CAMP TAQADDUM, Iraq -- The discomfort of inhospitable conditions coupled with the fear of knowing that mortar and rocket attacks can, and do, occur at any time seem to have never existed when the ‘docs’ of Taqaddum Surgical make the switch from having a quiet, calm and otherwise boring day to handling the emergency needs of more than a dozen patients injured fighting insurgents.
Instinctively, nurses, corpsmen, surgeons and Marines quickly bound from room to room, rushing blood to some patients while performing emergency surgery on others.
Unpredictability and adverse surroundings are common as this small hospital serves a vital role in the Sunni Triangle - a hotbed of insurgent activity.
The unit is classified as a surgical shock trauma platoon, or SSTP, because it has two main elements: a shock trauma platoon, which serves as an emergency room, and a forward resuscitative surgical suite – a battlefield operating room. With such capabilities, Taqaddum Surgical handles the trying task of treating mass casualty incidents such as the one unfolding before them.
Small tents serve as their treatment rooms, often with temperatures hovering around 120 degrees to regulate the patients’ body temperature during treatment. Their tents’ tarp canvas offers minimal protection from the sandblast affect of the wind and the unforgiving heat of the desert sun.
The Iraqi Army had several soldiers wounded in an insurgent attack that also hit two American service members attached to the unit’s Military Transition Team.
The MTT is a small group of American military personnel tasked with training and advising the Iraqi soldiers.
For the staff of Taqaddum Surgical, patients are viewed as just that - patients - regardless of their nationality, said Navy Lt. Lane C. Zeitler, a nurse with the surgical unit. There is no time to see anything more than a member of the multi-national forces urgently needing treatment, he explained.
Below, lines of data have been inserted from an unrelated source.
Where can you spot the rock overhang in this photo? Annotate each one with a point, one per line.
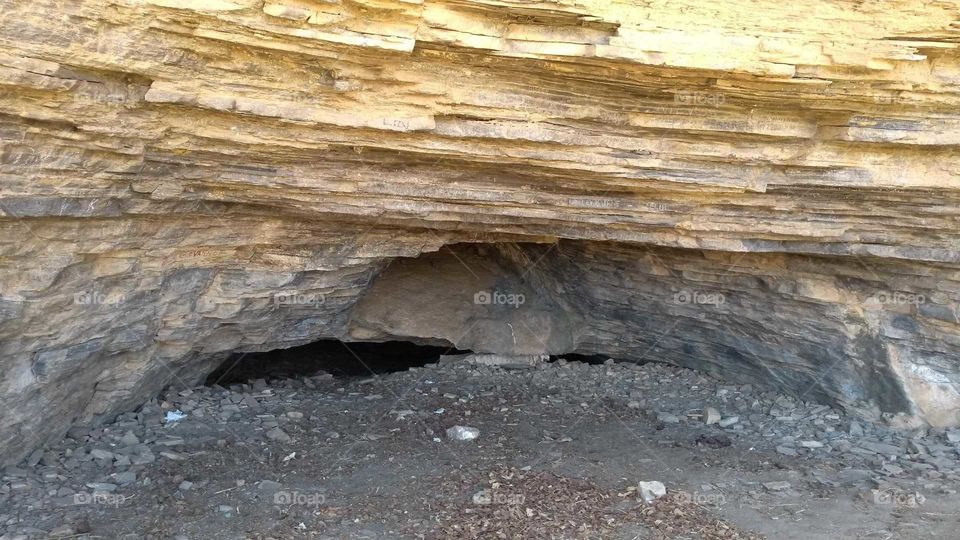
(183, 180)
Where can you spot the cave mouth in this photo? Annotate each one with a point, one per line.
(342, 359)
(339, 358)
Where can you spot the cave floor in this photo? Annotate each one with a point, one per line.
(560, 452)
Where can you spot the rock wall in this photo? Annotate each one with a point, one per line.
(180, 179)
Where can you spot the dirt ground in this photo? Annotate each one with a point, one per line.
(561, 450)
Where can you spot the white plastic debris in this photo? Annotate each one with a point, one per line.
(463, 433)
(174, 416)
(651, 491)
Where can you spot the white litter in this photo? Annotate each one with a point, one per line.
(463, 433)
(174, 416)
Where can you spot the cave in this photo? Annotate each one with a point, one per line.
(357, 359)
(475, 268)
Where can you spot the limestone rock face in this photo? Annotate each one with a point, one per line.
(766, 190)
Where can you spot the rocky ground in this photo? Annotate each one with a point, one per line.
(563, 450)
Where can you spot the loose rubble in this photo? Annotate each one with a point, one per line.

When a mass casualty incident occurs, the sailors and Marines here must react instinctively; there is little time to do anything more than the next necessary step for their patient’s survival.
As they intensely concentrate on their mission in the treatment rooms, the sailors still get a glimpse of the progress being made on the frontlines, said Zeitler, a 39-year-old native of Erie, Pa.
“(In here) it looks like the transfer of power is happening,” said Zeitler, referring to the fact that Iraqi casualties outnumbered U.S.
Although the attack left several wounded, some feel these instances serve to strengthen their resolve.
“We are fighting as one team,” said Lt. Col. Abdulmajeed, who chose not to give his full name. “We fight together, we are injured together … we try to build this country together.”
Abdulmajeed, a surgeon, has served with the new Iraqi Army for more than three years and has seen the ebbs and flows of the insurgency and has also seen his country’s army improve, he said, thanks to the work of U.S. service members like Master Sgt. Jay L. Lillefloren, the MTT’s senior enlisted advisor.
The Iraqis are forming a solidified, independent army with the support of the American advisors, said Lillefloren. He added that as the Iraqis take a more significant roll in the fight, they continue to see themselves as working right alongside the Americans instead of the supporting role they had earlier in their development.
The MTT members wholeheartedly return the sentiment, said Lillefloren, a 43-year-old native of Anaheim, Calif.
“There is a personal bond…that tends to happen when you’re getting shot at,” he added, as he and several Iraqi officers waited anxiously for updates on their injured troops.
The bond formed by the combat action and rigorous training has begun to slowly blur the line between Iraqi soldier and U.S. Marine, Lillefloren said.
"There’s only ten Marines out there and 200 jundi (junior enlisted Iraqi soldiers),” Lillefloren said. “(It’s) like having 200 Marines.”
Regardless of whether a soldier is Iraqi or American, it’s a confidence booster for them knowing Taqaddum Surgical is close by, Lillefloren said.
“You can get (hurt) out there and treatment is minutes away,” he said, adding, “You never know what’s going to happen out there.”
When asked about the amount of blood covering his smock, whether it was Iraqi or American, one doctor said it doesn’t matter, they’re all patients the same.